The conversation was part of the Center’s ongoing series of talks and lectures that it hosts. Every second and fourth Sunday. Crawford laid out his philosophy on black economic empowerment while recounting the history of, and motivation for, the Black Economic Empowerment Rally (B.E.E.R.) summits.
“We need to look at our money as a weapon and if you’re in a fight, would you give your weapon to your enemy?” Crawford asked the audience of about 35 serious listeners.
“Every time you go in your pocket, no matter who it is—the gas station, the grocery store, whoever it is—if there is no benefit for you, you shouldn’t be in there,” he said.
Crawford’s strategic approach to consumption is behind his B.E.E.R. concept, which he said was spawned, ironically, from inaction. He got tired of sitting in on meetings and listening to credentialed people lay beautifully conceived plans that never materialized.
Last year, during a meeting of the Austin African American Business Networking Association (AAABNA), of which he is executive director, Crawford said he gave the group an ultimatum. Either put actions behind their plans or go on without him.
“I told them, we’ve been talking too long and every time we get up we got a plan, but when we walk out the door, the plan stops,” he said. “We’ve got major groups, major people—people with more letters behind their names than anybody—doing a lot of talking, but then they’re asking me for $10 to get home. So, I said, we’re going to have to do something for real. I don’t want to participate in another meeting if we don’t find something we can do collectively.”
There was a black-owned Subway on Lake and Pulaski that was on Crawford’s mind at the time. He told his group that they needed to see what they could do to support it. The challenge, he recalled, was finding a way to record who kept their word and who didn’t.
“We came up with these tickets that say, ‘I am part of the black economic movement and I support black businesses.’ And on the back of them, we allowed people to put their names, organizations and emails. That was so everybody who was in that room at that [AAABNR meeting]—we could put on blast if they didn’t show up,” Crawford said.
“All of those who do all of that great speaking—if we don’t shop together, it doesn’t mean anything,” he said.
They planned the B.E.E.R. for a Saturday, the following week, but Crawford said he was skeptical that people might not show up.
In the first two hours of that first B.E.E.R., the Subway generated $1,500 in revenue. By the end of the day, it had earned $2,600, with people like Congressman Danny K. Davis and state Rep. LaShawn K. Ford stopping by to spend money.

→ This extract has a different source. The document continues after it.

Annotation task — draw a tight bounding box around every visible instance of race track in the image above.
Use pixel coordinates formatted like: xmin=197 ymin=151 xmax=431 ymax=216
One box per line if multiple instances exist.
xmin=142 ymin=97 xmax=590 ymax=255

Word about the event had spread on social media sites and the old fashioned way, through word-of-mouth. Crawford said that, contrary to what might be assumed, when he took a look at the tickets and saw the top referrals—they weren’t prominent pastors, but small businesspeople. The observation confirmed his hunch that real power in the Austin community flows through businesses.
Crawford said that the several rallies that AAABNR has hosted since that first one at Subway have generated at least $1,300 for each participating businesses—a figure Crawford said he wants to raise substantially.
The next B.E.E.R. will take place at Second Times the Charm Boutique at 5303 W. Chicago Avenue on Saturday, Feb. 28 at 1 p.m.